Sono poesie, queste, tutte all’insegna d’una acutissima sensibilità empatica nei confronti altrui, nelle quali ogni autoreferenzialità egocentrata è assente e in cui l’autrice abdica nei confronti di ogni primato dell’io per rivolgersi umilmente al tu e al voi, privilegiando la dimensione plurale, giacché: “nel plurale nessuno è primo a nessuno  nessuno è ultimo”. Sono ninnananne davvero accoglienti e commoventi nel senso etimologico del termine: derivante dal latino cum+movere, ossia suscitare la commozione negli altri, abitare con gli altri un’emozione caritatevole. Sono canti lirici d’estrema finezza/scioltezza versificatrice che mai scivola nella ricerca della parola fine a se stessa o del bello stile seducente.

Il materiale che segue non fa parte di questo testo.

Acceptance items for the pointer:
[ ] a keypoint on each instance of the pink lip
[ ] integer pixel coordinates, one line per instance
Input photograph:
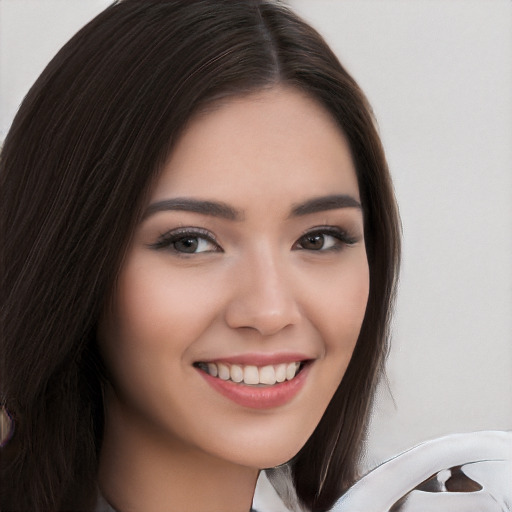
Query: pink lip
(253, 397)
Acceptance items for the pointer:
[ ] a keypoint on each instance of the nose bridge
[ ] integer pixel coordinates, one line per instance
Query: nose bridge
(263, 298)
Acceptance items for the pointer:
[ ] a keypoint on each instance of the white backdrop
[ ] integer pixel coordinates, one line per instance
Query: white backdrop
(439, 76)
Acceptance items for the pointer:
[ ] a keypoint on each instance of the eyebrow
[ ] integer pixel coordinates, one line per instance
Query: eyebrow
(225, 211)
(211, 208)
(324, 203)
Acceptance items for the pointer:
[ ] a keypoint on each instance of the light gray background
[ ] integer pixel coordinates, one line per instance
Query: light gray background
(439, 76)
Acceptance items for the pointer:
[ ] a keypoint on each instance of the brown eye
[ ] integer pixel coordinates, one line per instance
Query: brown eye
(188, 244)
(325, 239)
(314, 241)
(187, 241)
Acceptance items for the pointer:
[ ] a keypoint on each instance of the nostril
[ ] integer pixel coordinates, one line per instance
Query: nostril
(459, 482)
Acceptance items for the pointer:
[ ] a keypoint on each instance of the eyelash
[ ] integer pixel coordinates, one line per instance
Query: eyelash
(167, 240)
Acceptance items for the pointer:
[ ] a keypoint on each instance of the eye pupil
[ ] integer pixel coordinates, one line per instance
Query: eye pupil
(188, 244)
(313, 242)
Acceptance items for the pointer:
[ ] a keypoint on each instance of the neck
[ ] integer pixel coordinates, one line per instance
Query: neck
(143, 471)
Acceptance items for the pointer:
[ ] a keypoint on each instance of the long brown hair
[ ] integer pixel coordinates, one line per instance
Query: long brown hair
(83, 150)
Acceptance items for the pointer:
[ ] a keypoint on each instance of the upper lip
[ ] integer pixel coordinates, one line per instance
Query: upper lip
(260, 359)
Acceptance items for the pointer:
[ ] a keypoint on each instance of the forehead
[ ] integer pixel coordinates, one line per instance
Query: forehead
(277, 145)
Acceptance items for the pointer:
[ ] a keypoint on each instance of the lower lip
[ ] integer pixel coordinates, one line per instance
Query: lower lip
(254, 397)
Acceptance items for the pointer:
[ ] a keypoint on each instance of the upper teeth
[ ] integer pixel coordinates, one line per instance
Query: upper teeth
(250, 374)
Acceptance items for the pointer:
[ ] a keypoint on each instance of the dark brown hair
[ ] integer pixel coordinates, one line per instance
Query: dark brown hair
(83, 150)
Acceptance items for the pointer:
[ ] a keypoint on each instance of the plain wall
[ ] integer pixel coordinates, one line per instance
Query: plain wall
(439, 76)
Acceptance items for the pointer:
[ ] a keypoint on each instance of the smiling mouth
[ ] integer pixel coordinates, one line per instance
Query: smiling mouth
(252, 375)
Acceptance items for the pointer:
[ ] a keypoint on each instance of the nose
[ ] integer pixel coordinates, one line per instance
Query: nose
(263, 298)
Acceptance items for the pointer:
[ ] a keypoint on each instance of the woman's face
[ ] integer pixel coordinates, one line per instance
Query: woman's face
(249, 265)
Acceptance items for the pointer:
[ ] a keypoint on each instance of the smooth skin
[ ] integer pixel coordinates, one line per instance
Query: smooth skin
(264, 273)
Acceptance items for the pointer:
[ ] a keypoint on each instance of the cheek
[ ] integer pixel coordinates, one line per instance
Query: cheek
(341, 306)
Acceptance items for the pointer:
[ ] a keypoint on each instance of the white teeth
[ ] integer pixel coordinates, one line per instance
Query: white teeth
(212, 369)
(237, 374)
(253, 375)
(281, 372)
(267, 375)
(223, 371)
(291, 370)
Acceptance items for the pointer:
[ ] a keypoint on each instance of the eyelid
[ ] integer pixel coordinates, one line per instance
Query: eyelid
(345, 236)
(165, 240)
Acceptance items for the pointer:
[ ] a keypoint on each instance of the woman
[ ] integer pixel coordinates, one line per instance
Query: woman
(201, 247)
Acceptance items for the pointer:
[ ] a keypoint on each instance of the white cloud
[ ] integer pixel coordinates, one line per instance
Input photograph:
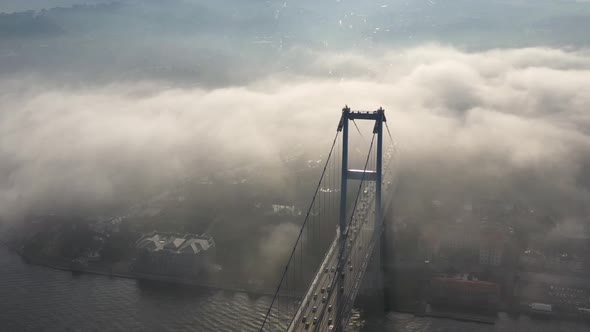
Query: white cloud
(490, 114)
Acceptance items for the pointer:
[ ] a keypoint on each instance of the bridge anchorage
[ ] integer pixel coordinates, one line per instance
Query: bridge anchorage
(338, 237)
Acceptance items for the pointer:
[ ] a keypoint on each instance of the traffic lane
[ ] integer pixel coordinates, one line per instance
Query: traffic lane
(349, 282)
(323, 281)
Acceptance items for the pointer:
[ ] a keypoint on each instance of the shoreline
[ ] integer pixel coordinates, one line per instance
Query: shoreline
(62, 265)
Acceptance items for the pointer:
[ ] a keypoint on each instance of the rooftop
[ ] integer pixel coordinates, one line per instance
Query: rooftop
(176, 243)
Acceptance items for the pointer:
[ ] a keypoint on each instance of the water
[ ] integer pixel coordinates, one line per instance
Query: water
(35, 298)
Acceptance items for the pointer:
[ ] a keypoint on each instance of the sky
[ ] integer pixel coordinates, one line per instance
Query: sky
(484, 96)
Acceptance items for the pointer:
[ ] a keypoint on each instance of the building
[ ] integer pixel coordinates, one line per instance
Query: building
(492, 246)
(464, 292)
(174, 254)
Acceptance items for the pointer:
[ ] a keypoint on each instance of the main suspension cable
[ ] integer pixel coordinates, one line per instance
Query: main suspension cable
(300, 233)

Comunque scrivere per ragazzi dei testi notevoli dal punto di vista letterario/espressivo, oggi come un tempo, non è mai stato facile. Se poi si tratta di poesia, la faccenda si fa ancora più ardua/delicata. Il rischio è sempre quello della banalizzazione o della semplificazione; che spesso poi finiscono per equivalersi, col risultato di offrire ai giovani o giovanissimi un prodotto convenzionale e scarsamente creativo. Mentre anche la seconda opera di Farabbi presente nel libro ‒ talamimamma (ovvero alla mia mamma, ed ogni madre è cantrice e talvolta inventrice di ninnenanne) si rivela una composizione di estrema qualità/puntualità, realizzata dalla poetessa giusto affinché pure i bambini possano accostarsi alla scrittura in versi, tanto negletta ai giorni nostri nel Belpaese, che nondimeno fu patria di Dante.

Si tratta di una silloge poetica costituita da trentasei testi − più uno senza titolo, che introduce la raccolta − suddivisi in moduli, ognuno comprendente una terna di composizioni, abbinati ai dodici mesi dell’anno. Molteplici sono le tematiche cui Anna Maria accenna in tale carrellata temporale: dalla ludicità alla sensibilità ecologica, dall’empatia alla denuncia contro ogni tipo di violenza, dall’apertura nei confronti dell’altro da sé all’amore per ogni forma vitale. Ma forse tema precipuo mi sembra sia un disporsi grato (e un fare in modo i giovani lettori si dispongano di buon grado) a un entusiastico stupore indotto da quel miracolo che è il mondo e l’esistenza che lo anima.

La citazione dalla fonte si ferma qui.